Mar 18

Thoughts about Abortion

She is a person.  He is a person.  From conception.  Period.  That's where I start, and where I keep coming back to, when I try to think about abortion.  The fact that the conceived person really is a person doesn't necessarily change at all the pain that a woman may experience when she discovers that she is pregnant.  She may still face utter and unthinkable rejection from her friends and family because she has shattered their vision of her purity, or how her actions supposedly reflect on them.  Her pregnancy may create an apparent (or even real) life-and-death situation for herself, in which carrying her son or daughter to term will result in her own death.

But none of these facts changes the fact that her child is still a person.  And to kill a person is to murder.  Even when that murder is convenient for a large number of people involved, even if the person is physically incapable of feeling pain from that murder, even if no one feels any guilt or emotional pain from that murder, it's still murder.

Now, saying that is not intended to create a feeling of guilt within women who find abortion to be a freeing, more-than-just-convenient, option.  I point out the fact that killing a person is murder simply because it is true, however much we want to forget that it's true.  I want to "go to bat" for those persons who have no voice, to throw my voice out there in their defense.

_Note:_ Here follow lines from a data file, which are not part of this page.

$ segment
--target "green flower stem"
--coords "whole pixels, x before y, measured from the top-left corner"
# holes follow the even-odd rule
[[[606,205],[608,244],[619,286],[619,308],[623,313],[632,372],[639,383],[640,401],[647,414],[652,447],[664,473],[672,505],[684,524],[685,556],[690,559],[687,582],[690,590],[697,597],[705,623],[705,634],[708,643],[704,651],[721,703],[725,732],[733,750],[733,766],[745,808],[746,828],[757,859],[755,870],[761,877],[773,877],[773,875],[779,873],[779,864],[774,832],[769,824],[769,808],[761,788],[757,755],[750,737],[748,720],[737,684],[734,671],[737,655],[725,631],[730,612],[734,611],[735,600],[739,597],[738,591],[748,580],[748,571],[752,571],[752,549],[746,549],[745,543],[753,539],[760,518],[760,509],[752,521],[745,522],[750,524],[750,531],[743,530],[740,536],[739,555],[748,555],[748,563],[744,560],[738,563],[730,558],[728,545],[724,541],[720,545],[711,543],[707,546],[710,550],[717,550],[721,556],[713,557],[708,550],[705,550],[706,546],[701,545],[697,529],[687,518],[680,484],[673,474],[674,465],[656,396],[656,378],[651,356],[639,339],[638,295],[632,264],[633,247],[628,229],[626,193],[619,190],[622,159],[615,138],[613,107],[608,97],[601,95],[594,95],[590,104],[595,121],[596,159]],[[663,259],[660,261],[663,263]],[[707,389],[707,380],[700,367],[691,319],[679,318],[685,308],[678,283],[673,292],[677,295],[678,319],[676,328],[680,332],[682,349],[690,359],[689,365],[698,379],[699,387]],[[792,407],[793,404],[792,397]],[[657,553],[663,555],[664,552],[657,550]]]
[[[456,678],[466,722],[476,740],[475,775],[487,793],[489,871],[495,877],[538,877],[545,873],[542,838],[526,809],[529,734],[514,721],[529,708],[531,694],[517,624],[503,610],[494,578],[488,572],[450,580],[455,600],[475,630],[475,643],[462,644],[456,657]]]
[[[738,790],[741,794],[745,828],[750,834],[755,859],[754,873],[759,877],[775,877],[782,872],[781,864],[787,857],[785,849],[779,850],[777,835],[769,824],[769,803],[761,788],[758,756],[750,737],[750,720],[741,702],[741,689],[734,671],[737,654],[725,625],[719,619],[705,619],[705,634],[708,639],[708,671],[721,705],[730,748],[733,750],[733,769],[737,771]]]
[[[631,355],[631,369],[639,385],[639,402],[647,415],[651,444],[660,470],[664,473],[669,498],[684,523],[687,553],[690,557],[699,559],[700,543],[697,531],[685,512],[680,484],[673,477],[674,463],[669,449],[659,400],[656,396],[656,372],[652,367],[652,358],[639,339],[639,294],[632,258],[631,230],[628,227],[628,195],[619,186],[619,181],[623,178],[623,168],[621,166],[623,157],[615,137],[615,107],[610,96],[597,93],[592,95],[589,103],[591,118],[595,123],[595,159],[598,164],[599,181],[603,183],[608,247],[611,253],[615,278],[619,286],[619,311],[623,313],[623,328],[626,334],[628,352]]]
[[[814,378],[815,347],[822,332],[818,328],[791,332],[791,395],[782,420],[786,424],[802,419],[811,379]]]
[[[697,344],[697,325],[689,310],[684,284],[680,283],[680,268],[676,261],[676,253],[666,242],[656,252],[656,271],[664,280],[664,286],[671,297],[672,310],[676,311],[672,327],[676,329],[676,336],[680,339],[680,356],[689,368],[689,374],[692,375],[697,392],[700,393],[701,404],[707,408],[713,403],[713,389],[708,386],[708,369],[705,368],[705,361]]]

I'm not so out of touch with reality to believe that it is or should be easy for women with "unconvenient" pregnancies to go through with them.  I don't want to minimize their pain or discomfort in any way.  And I don't believe that simply making abortion illegal will suddenly turn those woman with "unconvenient" pregnancies into women who are happy to go through with their pregnancies.  And I don't know that my foremost goal is to turn those women into jail-bound convicts.  I don't know that I have a specific, simple recipe for what I think should happen.

I guess I can say that my primary goal is that people should be treated with inherent value and respect from the day they are conceived, onward.  We are told that some people may find themselves in terrible situations with nothing but no-win choices in front of them, where (remember "Lifeboat," anyone?) someone will die no matter what they do.  I want a mother in a "crisis pregnancy" (as well as, perhaps even more importantly, her support system) to treat the decision to abort with the same seriousness they would have if she were deciding to kill a person she could "normally" see, touch, and talk with.

A friend of mine can't fathom how I can align myself with the Republican party (who I think she connects with pollution, corporate corruption, unjust war, and oppression of the poor) when she doesn't see their actions (especially during the G.W. Bush regime) as actively advancing the pro-life cause.  [pause to dig a bit...]  Well, I can't find the article I was looking for right now.  It's on First Things, and is a treatment of what Bush has and hasn't done for the pro-life cause. 

My first thought would be that he's been rather passive, and that the most I could say is that things haven't gotten worse, as far as laws, regulations, Supreme Court nominations and the like go, than things would have been under a Democratic administration.  But this article that I was looking for made the case, with details, that Bush hasn't been as passive on the issue as I or others may have thought. 

In the meantime, as a taste of the insight that I think First Things brings to the abortion debate, check out "How We Got to Where We Are," a very interesting narrative of how the Democrats went from being the "obvious" anti-abortion party to the staunch defender of pro-choice laws and candidates.

Or peruse the long list of articles that come up when you do a search for the word "abortion" there.

I'm sure that's not all I'll have to say on the subject, but maybe this will help some people understand where I come from when it comes to talking about abortion.